LOS ANGELES - The Board of Immigration Appeals (BIA) has vacated an immigration judge's ruling ordering the deportation of an HIV-positive immigrant convicted of solicitation for oral sex.
The order follows a motion by the Department of Homeland Security (DHS) seeking to retract its earlier argument that the man's HIV status made his solicitation conviction a "particularly serious crime."
The DHS motion came shortly after Lambda Legal and the HIV Law Project submitted a friend-of-the-court brief in the case, "In the Matter of Ramirez," asking the BIA to overturn the Immigration Judge's ruling, arguing that contracting HIV through oral sex is extremely rare, if not impossible absent extenuating circumstances.
"This is great news and an important step by a government agency in recognizing and correcting commonly-held misconceptions about the transmissibility of HIV," Lambda Legal HIV Project director Scott Schoettes said. "More importantly, this is a wonderful outcome for Mr. Ramirez, whose HIV status will not be used as an excuse to compel his return to a place where he has been abused and persecuted."

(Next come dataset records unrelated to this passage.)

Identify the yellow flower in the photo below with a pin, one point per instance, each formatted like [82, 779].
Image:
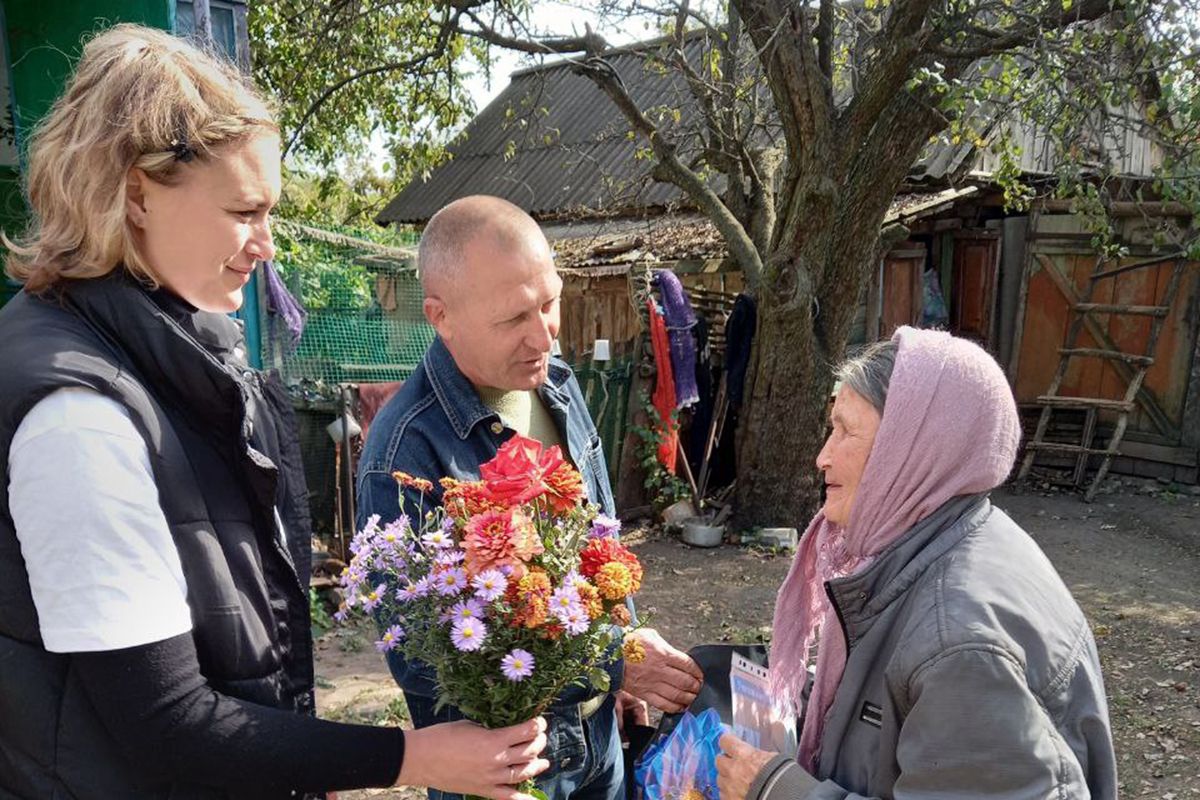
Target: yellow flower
[412, 482]
[589, 597]
[634, 650]
[613, 581]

"This is a welcome reprieve for Jose Luis," said Munmeeth K. Soni of the Public Law Center, who directly represented Ramirez in his appeal. "And it highlights the importance of ensuring an immigration court is provided with accurate and up-to-date information before making what may literally be a 'life-or-death' decision for the person before it."
Jose Luis Ramirez is a gay immigrant living with HIV who in 2006 qualified for withholding of removal under the Immigration and Nationality Act because of the repeated abuse he suffered at the hands of police officers in Mexico.
In 2009, Ramirez became homeless when the nonprofit organization for which he worked went bankrupt and his long-term relationship ended. He was arrested and charged with solicitation after agreeing to perform oral sex on an undercover police officer in exchange for money.
In 2012, the U.S. Department of Homeland Security (DHS) sought to terminate his withholding of removal, alleging that Ramirez's HIV status elevated his solicitation conviction to the level of a "particularly serious crime." Notwithstanding the undercover officer's admission that Ramirez had agreed to use condoms, and Ramirez's assertion that he planned to inform the officer of his HIV status before performing oral sex, the immigration judge terminated the withholding of removal order.
"DHS' motion represents a long-overdue adjustment of attitudes regarding the responsibility for preventing HIV transmission," said Cristina Velez of the HIV Law Project. "It is high-time for the State of California to repeal the statute that mandates the HIV testing of those convicted of solicitation or prostitution - and then elevates any future conviction from a misdemeanor to a felony if the person is HIV-positive."
The Lambda Legal/HIV Law Project authored brief - which was submitted on behalf of the American Academy of HIV Medicine, the Association of Nurses in AIDS Care, GLMA: Health Professionals Advancing LGBT Equality (formerly the Gay & Lesbian Medical Association), the L.A. Gay & Lesbian Center, the National Alliance of State and Territorial AIDS Directors, and the San Francisco AIDS Foundation - cited a number of studies concluding that there have been no documented cases of HIV transmission as a result of an HIV-positive person performing oral sex and demonstrating the highly unlikely occurrence of such a transmission.
The brief also argued that the Immigration Judge overestimated the lethality of HIV, which is more and more considered a chronic, manageable condition for people who learn of their status in a timely fashion and are provided with access to quality care and treatment.
Read the motion HERE.
Read the decision HERE.
The case is "In the Matter of Ramirez." Ramirez is represented by Munmeeth K. Soni of the Public Law Center, which provides pro bono legal representation to low-income residents of Orange County. The amicus brief was authored by Lambda Legal HIV Project director Scott A. Schoettes, and co-authored by Alison Yager and Cristina Velez of the HIV Law Project.